Patient based studies that are large enough to be statistically powered are often expensive to carry out. However, by working in partnership with Ortho Diagnostics the Kidney was able to support a study involving 400 patients with diabetes. Thanks to our close relationship with the Renal Unit at Epsom & St. Helier University Hospitals NHS Trust we were able to follow these patients for up to 5 years in the DUP-DN project based at the SWT Institute for Renal Research. The results of this study published in 2021 has identified a combination of biomarkers that will help to identify patients with diabetes who are developing diabetic kidney disease.

You can read more about work into improved diagnosis of kidney disease funded by The Kidney Fund on the SWT Institute for Renal Research web site.

Restoring the natural balance to slow the development of chronic kidney disease

Disease can often be a result of a disturbance in the balance of the body’s metabolism or other functions. An interesting approach is to try and identify where the imbalance has occurred and to try and rectify the imbalance.
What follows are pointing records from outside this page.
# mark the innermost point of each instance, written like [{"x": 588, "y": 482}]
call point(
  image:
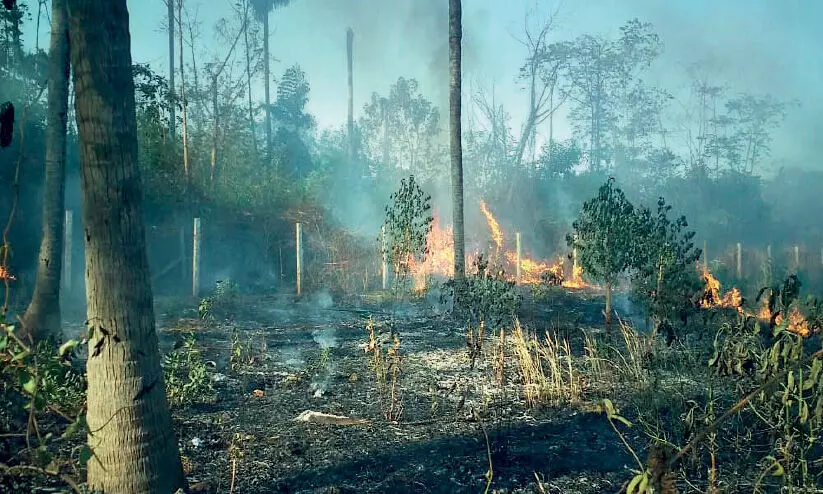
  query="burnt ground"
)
[{"x": 437, "y": 446}]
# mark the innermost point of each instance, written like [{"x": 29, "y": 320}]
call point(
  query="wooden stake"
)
[
  {"x": 67, "y": 250},
  {"x": 574, "y": 256},
  {"x": 299, "y": 255},
  {"x": 384, "y": 258},
  {"x": 183, "y": 254},
  {"x": 706, "y": 255},
  {"x": 739, "y": 260},
  {"x": 195, "y": 259}
]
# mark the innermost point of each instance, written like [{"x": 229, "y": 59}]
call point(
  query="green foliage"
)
[
  {"x": 605, "y": 234},
  {"x": 401, "y": 131},
  {"x": 408, "y": 223},
  {"x": 664, "y": 280},
  {"x": 485, "y": 298},
  {"x": 222, "y": 302},
  {"x": 187, "y": 377}
]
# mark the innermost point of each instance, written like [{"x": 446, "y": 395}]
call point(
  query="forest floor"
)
[
  {"x": 265, "y": 361},
  {"x": 310, "y": 356}
]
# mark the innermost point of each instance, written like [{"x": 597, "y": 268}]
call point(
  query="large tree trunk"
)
[
  {"x": 267, "y": 74},
  {"x": 134, "y": 446},
  {"x": 248, "y": 81},
  {"x": 350, "y": 123},
  {"x": 455, "y": 38},
  {"x": 172, "y": 103},
  {"x": 42, "y": 318}
]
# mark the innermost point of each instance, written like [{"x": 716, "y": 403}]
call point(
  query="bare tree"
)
[
  {"x": 455, "y": 104},
  {"x": 42, "y": 318}
]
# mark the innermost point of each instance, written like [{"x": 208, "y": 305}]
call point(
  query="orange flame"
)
[
  {"x": 713, "y": 299},
  {"x": 798, "y": 324},
  {"x": 494, "y": 226},
  {"x": 439, "y": 260},
  {"x": 5, "y": 274}
]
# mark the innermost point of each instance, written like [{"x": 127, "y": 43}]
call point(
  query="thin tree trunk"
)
[
  {"x": 134, "y": 445},
  {"x": 608, "y": 303},
  {"x": 349, "y": 58},
  {"x": 172, "y": 103},
  {"x": 248, "y": 82},
  {"x": 455, "y": 83},
  {"x": 215, "y": 123},
  {"x": 42, "y": 318},
  {"x": 266, "y": 68},
  {"x": 183, "y": 93}
]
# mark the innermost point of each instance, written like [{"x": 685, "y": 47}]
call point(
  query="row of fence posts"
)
[{"x": 384, "y": 268}]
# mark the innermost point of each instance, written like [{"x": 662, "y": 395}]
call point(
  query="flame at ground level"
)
[
  {"x": 797, "y": 323},
  {"x": 439, "y": 259},
  {"x": 5, "y": 274}
]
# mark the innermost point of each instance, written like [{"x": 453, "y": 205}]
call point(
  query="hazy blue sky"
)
[{"x": 752, "y": 45}]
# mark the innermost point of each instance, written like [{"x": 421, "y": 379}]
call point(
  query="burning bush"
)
[{"x": 408, "y": 223}]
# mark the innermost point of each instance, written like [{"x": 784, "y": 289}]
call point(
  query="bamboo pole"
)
[
  {"x": 384, "y": 258},
  {"x": 195, "y": 259},
  {"x": 183, "y": 254},
  {"x": 706, "y": 255},
  {"x": 739, "y": 260},
  {"x": 299, "y": 255},
  {"x": 67, "y": 250}
]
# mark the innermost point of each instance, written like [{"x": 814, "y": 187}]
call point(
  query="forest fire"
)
[
  {"x": 798, "y": 324},
  {"x": 439, "y": 259},
  {"x": 494, "y": 226},
  {"x": 5, "y": 274},
  {"x": 712, "y": 298}
]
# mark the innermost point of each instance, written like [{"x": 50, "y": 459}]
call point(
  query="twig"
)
[
  {"x": 739, "y": 406},
  {"x": 28, "y": 469},
  {"x": 490, "y": 472}
]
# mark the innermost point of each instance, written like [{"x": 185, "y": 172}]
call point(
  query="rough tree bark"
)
[
  {"x": 246, "y": 8},
  {"x": 172, "y": 102},
  {"x": 455, "y": 84},
  {"x": 134, "y": 446},
  {"x": 267, "y": 74},
  {"x": 183, "y": 91},
  {"x": 350, "y": 122},
  {"x": 42, "y": 318}
]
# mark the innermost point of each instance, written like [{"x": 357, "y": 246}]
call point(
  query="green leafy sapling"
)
[
  {"x": 604, "y": 235},
  {"x": 664, "y": 279},
  {"x": 407, "y": 226}
]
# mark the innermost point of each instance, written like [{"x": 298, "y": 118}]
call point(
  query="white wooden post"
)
[
  {"x": 299, "y": 253},
  {"x": 67, "y": 250},
  {"x": 739, "y": 260},
  {"x": 195, "y": 259},
  {"x": 384, "y": 256}
]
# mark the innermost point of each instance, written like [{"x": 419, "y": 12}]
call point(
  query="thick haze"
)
[{"x": 758, "y": 46}]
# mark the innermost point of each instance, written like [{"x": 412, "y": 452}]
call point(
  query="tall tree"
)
[
  {"x": 183, "y": 90},
  {"x": 262, "y": 9},
  {"x": 350, "y": 122},
  {"x": 597, "y": 75},
  {"x": 455, "y": 101},
  {"x": 172, "y": 102},
  {"x": 42, "y": 318},
  {"x": 134, "y": 446}
]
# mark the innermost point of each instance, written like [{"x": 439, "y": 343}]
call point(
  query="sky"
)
[{"x": 757, "y": 46}]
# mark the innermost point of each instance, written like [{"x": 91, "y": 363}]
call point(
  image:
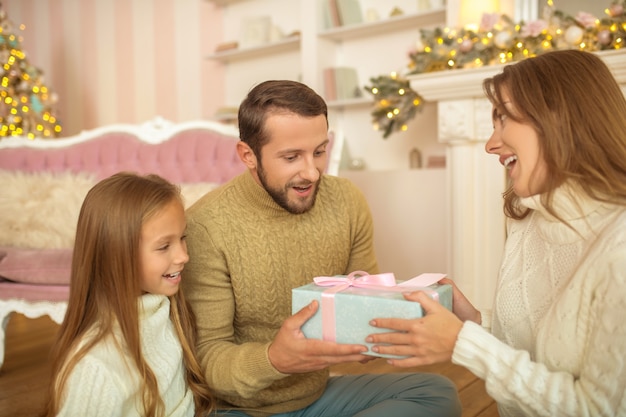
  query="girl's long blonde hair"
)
[
  {"x": 578, "y": 110},
  {"x": 102, "y": 295}
]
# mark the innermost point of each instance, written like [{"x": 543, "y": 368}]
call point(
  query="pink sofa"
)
[{"x": 44, "y": 182}]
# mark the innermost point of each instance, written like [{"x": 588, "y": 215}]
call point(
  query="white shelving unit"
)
[
  {"x": 406, "y": 204},
  {"x": 373, "y": 48}
]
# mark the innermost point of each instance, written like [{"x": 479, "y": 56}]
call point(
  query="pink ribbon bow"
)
[{"x": 361, "y": 279}]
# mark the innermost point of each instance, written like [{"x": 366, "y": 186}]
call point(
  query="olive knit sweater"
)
[{"x": 246, "y": 254}]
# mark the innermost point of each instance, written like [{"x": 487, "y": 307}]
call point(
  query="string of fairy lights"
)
[
  {"x": 497, "y": 40},
  {"x": 26, "y": 103}
]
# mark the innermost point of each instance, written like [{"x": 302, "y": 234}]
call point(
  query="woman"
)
[{"x": 558, "y": 338}]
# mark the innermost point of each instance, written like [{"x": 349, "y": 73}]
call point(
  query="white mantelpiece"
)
[{"x": 475, "y": 179}]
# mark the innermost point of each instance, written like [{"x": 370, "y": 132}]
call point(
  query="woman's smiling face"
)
[{"x": 517, "y": 144}]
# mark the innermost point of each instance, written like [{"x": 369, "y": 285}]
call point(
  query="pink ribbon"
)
[{"x": 361, "y": 279}]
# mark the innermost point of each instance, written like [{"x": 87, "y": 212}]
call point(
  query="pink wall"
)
[{"x": 123, "y": 61}]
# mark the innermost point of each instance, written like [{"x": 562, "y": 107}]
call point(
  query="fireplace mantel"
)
[{"x": 475, "y": 179}]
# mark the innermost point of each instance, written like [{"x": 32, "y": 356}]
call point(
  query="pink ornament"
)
[
  {"x": 574, "y": 35},
  {"x": 616, "y": 10},
  {"x": 488, "y": 21},
  {"x": 604, "y": 37},
  {"x": 466, "y": 46},
  {"x": 533, "y": 28},
  {"x": 587, "y": 20}
]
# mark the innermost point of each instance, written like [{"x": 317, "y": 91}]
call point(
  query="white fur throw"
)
[{"x": 40, "y": 210}]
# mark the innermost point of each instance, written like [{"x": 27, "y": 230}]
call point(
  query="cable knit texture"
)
[
  {"x": 106, "y": 383},
  {"x": 246, "y": 254},
  {"x": 560, "y": 335}
]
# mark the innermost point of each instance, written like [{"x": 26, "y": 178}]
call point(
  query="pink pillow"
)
[{"x": 36, "y": 266}]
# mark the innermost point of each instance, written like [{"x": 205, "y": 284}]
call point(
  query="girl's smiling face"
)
[
  {"x": 163, "y": 250},
  {"x": 517, "y": 144}
]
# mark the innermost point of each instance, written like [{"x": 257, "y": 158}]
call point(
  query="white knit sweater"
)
[
  {"x": 106, "y": 383},
  {"x": 559, "y": 322}
]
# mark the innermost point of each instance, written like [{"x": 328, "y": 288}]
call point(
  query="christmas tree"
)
[{"x": 26, "y": 103}]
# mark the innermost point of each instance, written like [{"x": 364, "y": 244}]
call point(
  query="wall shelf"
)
[
  {"x": 396, "y": 23},
  {"x": 285, "y": 45}
]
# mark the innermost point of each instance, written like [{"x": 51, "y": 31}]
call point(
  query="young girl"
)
[{"x": 126, "y": 345}]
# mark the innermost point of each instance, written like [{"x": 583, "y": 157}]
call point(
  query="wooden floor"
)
[{"x": 24, "y": 376}]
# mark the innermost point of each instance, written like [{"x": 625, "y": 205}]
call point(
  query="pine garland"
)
[{"x": 497, "y": 40}]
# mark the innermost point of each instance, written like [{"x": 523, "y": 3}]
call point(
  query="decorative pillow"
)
[
  {"x": 36, "y": 266},
  {"x": 40, "y": 210}
]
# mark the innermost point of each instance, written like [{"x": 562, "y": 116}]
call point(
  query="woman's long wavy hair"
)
[
  {"x": 578, "y": 110},
  {"x": 106, "y": 254}
]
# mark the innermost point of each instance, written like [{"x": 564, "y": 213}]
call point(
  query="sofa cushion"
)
[
  {"x": 36, "y": 266},
  {"x": 40, "y": 210}
]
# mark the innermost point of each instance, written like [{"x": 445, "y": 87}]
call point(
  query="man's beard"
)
[{"x": 281, "y": 196}]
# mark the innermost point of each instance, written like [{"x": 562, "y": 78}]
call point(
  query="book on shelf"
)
[
  {"x": 341, "y": 12},
  {"x": 341, "y": 83},
  {"x": 349, "y": 12}
]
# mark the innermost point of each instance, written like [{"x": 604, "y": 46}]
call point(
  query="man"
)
[{"x": 271, "y": 229}]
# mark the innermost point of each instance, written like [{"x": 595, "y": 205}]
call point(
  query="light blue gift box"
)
[{"x": 355, "y": 307}]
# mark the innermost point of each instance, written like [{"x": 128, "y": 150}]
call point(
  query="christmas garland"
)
[{"x": 498, "y": 40}]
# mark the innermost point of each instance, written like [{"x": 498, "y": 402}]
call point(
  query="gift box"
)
[{"x": 349, "y": 303}]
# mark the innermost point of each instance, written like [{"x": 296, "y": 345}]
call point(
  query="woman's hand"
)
[
  {"x": 461, "y": 305},
  {"x": 425, "y": 340}
]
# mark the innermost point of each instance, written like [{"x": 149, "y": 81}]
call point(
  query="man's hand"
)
[{"x": 291, "y": 352}]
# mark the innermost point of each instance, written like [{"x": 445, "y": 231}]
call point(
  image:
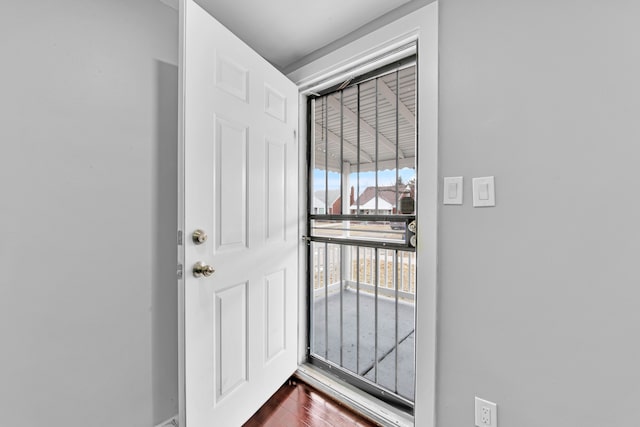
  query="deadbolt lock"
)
[
  {"x": 199, "y": 237},
  {"x": 201, "y": 269}
]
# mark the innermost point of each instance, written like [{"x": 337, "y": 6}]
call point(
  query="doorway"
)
[{"x": 362, "y": 263}]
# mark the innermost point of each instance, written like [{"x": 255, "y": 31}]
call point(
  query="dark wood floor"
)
[{"x": 297, "y": 405}]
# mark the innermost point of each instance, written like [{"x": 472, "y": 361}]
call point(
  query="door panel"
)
[{"x": 240, "y": 152}]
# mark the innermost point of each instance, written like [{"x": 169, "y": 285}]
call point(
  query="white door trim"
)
[{"x": 421, "y": 26}]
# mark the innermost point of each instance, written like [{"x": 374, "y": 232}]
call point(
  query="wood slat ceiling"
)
[{"x": 391, "y": 124}]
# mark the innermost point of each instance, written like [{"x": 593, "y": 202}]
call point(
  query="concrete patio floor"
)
[{"x": 363, "y": 361}]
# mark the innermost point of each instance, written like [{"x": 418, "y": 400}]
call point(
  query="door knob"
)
[
  {"x": 199, "y": 237},
  {"x": 201, "y": 269}
]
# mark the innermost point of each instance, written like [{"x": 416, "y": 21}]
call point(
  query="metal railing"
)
[{"x": 359, "y": 296}]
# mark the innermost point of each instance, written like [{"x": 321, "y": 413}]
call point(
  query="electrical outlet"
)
[{"x": 486, "y": 413}]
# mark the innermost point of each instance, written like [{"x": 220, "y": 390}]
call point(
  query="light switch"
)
[
  {"x": 483, "y": 188},
  {"x": 484, "y": 191},
  {"x": 452, "y": 191}
]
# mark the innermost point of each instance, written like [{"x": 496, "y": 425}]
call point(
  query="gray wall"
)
[
  {"x": 87, "y": 213},
  {"x": 539, "y": 297}
]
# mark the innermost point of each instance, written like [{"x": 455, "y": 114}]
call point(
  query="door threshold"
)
[{"x": 362, "y": 403}]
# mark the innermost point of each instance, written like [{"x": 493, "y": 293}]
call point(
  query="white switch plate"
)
[
  {"x": 452, "y": 190},
  {"x": 484, "y": 193},
  {"x": 486, "y": 413}
]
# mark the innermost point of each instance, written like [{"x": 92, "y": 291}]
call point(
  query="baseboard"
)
[{"x": 171, "y": 422}]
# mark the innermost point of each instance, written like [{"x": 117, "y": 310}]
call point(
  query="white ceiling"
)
[{"x": 285, "y": 31}]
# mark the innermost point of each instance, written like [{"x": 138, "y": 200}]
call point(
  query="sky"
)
[{"x": 367, "y": 179}]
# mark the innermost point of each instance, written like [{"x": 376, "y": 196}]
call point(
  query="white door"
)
[{"x": 239, "y": 145}]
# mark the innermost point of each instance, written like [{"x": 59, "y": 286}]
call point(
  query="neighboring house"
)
[
  {"x": 334, "y": 198},
  {"x": 386, "y": 200}
]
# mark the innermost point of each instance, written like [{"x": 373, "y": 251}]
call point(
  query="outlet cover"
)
[{"x": 486, "y": 413}]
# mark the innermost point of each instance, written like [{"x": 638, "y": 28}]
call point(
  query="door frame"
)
[{"x": 421, "y": 27}]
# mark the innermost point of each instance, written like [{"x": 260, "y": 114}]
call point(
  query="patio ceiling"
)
[{"x": 395, "y": 121}]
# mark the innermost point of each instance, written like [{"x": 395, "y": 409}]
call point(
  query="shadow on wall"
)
[{"x": 164, "y": 321}]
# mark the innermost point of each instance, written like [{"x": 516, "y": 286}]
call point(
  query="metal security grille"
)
[{"x": 362, "y": 259}]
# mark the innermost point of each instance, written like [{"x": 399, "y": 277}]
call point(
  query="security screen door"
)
[
  {"x": 239, "y": 120},
  {"x": 362, "y": 255}
]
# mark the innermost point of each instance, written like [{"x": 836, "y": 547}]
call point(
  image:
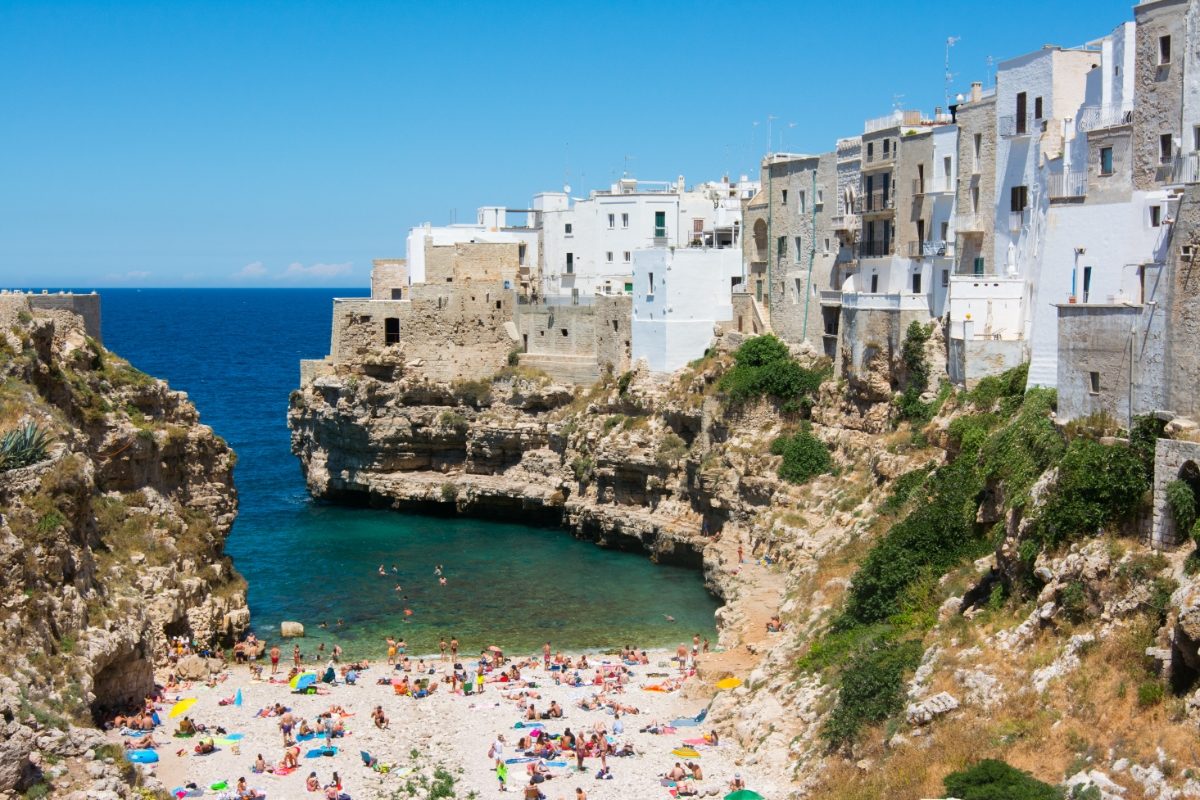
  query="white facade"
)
[
  {"x": 588, "y": 245},
  {"x": 491, "y": 226},
  {"x": 679, "y": 295}
]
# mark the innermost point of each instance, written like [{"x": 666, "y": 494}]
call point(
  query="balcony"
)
[
  {"x": 1015, "y": 126},
  {"x": 875, "y": 250},
  {"x": 1068, "y": 186},
  {"x": 967, "y": 222},
  {"x": 1097, "y": 118},
  {"x": 879, "y": 200},
  {"x": 931, "y": 250}
]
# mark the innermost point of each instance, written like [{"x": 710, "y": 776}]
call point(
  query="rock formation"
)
[{"x": 111, "y": 543}]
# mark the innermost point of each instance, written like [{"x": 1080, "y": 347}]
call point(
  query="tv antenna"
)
[{"x": 951, "y": 41}]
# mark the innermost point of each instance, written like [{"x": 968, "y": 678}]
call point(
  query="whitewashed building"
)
[
  {"x": 679, "y": 296},
  {"x": 588, "y": 244}
]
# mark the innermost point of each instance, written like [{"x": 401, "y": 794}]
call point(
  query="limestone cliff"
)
[{"x": 109, "y": 543}]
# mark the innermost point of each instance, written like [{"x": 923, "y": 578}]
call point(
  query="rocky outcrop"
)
[{"x": 109, "y": 545}]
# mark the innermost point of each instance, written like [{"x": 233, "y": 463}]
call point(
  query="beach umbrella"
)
[
  {"x": 310, "y": 677},
  {"x": 744, "y": 794},
  {"x": 181, "y": 707}
]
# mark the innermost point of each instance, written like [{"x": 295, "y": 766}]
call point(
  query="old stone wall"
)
[
  {"x": 976, "y": 228},
  {"x": 1159, "y": 88},
  {"x": 1170, "y": 456},
  {"x": 389, "y": 278},
  {"x": 1119, "y": 348},
  {"x": 1183, "y": 307}
]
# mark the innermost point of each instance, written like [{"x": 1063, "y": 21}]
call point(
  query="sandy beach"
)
[{"x": 448, "y": 731}]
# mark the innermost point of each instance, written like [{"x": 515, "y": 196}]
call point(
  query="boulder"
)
[{"x": 192, "y": 668}]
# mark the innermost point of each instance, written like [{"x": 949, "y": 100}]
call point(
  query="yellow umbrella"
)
[{"x": 183, "y": 705}]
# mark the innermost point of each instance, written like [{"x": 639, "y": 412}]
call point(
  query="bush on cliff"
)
[
  {"x": 994, "y": 780},
  {"x": 804, "y": 457},
  {"x": 763, "y": 367}
]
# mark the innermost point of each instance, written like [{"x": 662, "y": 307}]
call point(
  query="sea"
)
[{"x": 237, "y": 352}]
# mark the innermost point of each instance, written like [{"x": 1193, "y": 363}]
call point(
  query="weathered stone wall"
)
[
  {"x": 1170, "y": 456},
  {"x": 1183, "y": 307},
  {"x": 1121, "y": 344},
  {"x": 1159, "y": 89},
  {"x": 976, "y": 232},
  {"x": 389, "y": 278}
]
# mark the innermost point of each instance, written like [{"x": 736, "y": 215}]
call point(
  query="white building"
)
[
  {"x": 679, "y": 296},
  {"x": 491, "y": 226},
  {"x": 588, "y": 245}
]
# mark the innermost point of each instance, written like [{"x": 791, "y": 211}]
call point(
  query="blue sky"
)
[{"x": 181, "y": 143}]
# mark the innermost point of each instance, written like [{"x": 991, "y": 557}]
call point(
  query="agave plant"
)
[{"x": 24, "y": 445}]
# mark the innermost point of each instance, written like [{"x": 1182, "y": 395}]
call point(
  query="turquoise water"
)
[{"x": 235, "y": 352}]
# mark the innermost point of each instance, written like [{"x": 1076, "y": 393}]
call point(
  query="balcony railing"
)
[
  {"x": 1068, "y": 185},
  {"x": 1013, "y": 125},
  {"x": 1097, "y": 118},
  {"x": 879, "y": 200},
  {"x": 875, "y": 248},
  {"x": 930, "y": 250}
]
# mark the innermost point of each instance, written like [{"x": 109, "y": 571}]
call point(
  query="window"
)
[{"x": 1019, "y": 198}]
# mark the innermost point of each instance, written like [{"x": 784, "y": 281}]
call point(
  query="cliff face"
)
[{"x": 109, "y": 543}]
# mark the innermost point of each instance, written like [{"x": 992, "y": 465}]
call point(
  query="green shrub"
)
[
  {"x": 1150, "y": 692},
  {"x": 1097, "y": 485},
  {"x": 871, "y": 689},
  {"x": 994, "y": 780},
  {"x": 763, "y": 367},
  {"x": 1181, "y": 498},
  {"x": 804, "y": 457},
  {"x": 24, "y": 445}
]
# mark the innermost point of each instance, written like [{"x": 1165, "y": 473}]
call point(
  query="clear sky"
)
[{"x": 185, "y": 143}]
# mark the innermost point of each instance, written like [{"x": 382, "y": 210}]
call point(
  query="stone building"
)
[{"x": 793, "y": 215}]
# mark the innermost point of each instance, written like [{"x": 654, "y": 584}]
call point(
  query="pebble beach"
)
[{"x": 447, "y": 733}]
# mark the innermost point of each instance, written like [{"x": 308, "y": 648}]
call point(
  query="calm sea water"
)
[{"x": 235, "y": 352}]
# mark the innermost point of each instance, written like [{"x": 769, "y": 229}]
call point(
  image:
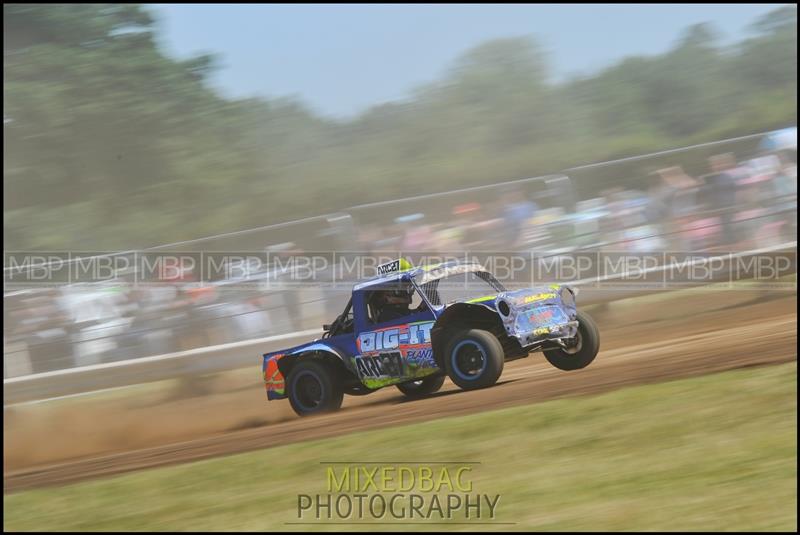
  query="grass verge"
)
[{"x": 718, "y": 452}]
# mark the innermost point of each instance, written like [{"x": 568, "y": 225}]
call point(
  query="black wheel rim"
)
[
  {"x": 468, "y": 360},
  {"x": 308, "y": 391}
]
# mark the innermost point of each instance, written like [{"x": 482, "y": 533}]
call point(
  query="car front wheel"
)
[
  {"x": 474, "y": 359},
  {"x": 581, "y": 350},
  {"x": 313, "y": 388}
]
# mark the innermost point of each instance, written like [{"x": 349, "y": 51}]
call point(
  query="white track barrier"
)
[{"x": 244, "y": 354}]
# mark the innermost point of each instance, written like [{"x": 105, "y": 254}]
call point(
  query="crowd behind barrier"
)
[{"x": 737, "y": 204}]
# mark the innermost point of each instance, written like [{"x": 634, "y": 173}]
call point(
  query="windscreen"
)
[{"x": 461, "y": 287}]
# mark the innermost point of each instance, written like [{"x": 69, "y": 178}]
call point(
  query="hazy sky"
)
[{"x": 341, "y": 59}]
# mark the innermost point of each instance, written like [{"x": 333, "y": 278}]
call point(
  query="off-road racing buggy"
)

This is not a traditional strategy in disease treatment, but Kidney Fund has considered this idea and working with other organisations has funded projects using this approach. The Kidney Fund and The Genzyme Renal Innovations Programme co-funded a project based at The SWT Institute for Renal Research, but carried out in cooperation with The University of Utrecht in the Netherlands. This work was particularly productive in identifying how opposing factors in the kidney can induce disease when they are dysregulated, the cellular mechanisms that might cause kidney scarring and how the balance might be restored.

You can read more about projects supported by The Kidney Fund on restoring the natural balance in the kidney on the SWT Institute for Renal Research web site.

Novel therapies from international collaborations

Kidney disease is a global problem, but the causes may vary in different parts of the world. The Kidney Fund is a UK charity and the work it funds is based in the UK, but that doesn’t mean we are deaf to the needs of others. Sri Lanka is a long way from the UK, but the two countries have had close relations for over 200 years. We share many values, including the belief in a health service available to all, but in recent years the Sri Lankan health service was at risk due to a new unexplained form of chronic kidney disease, called CKDu. Due to a series of coincidences The Kidney Fund found itself able to help by funding a project at The SWT Institute for Renal Research but largely carried out by a visiting Sri Lankan scientist, Dr Nalinda Silva from the University of Sri Jayewardenepura. Throughout the project Dr Silva gave his time without pay. Among the possible causes of CKDu was cadmium polution, but with no treatment for cadmium induced kidney damage this was not a welcome possibility. In The Kidney Fund financed project at SWTIRR, some novel possible treatments were investigated. The results of the study identified an inexpensive treatment that could block cadmium induced damage of human kidney cells. The work was presented in an international meeting in Paris by Dr Silva and published the following year.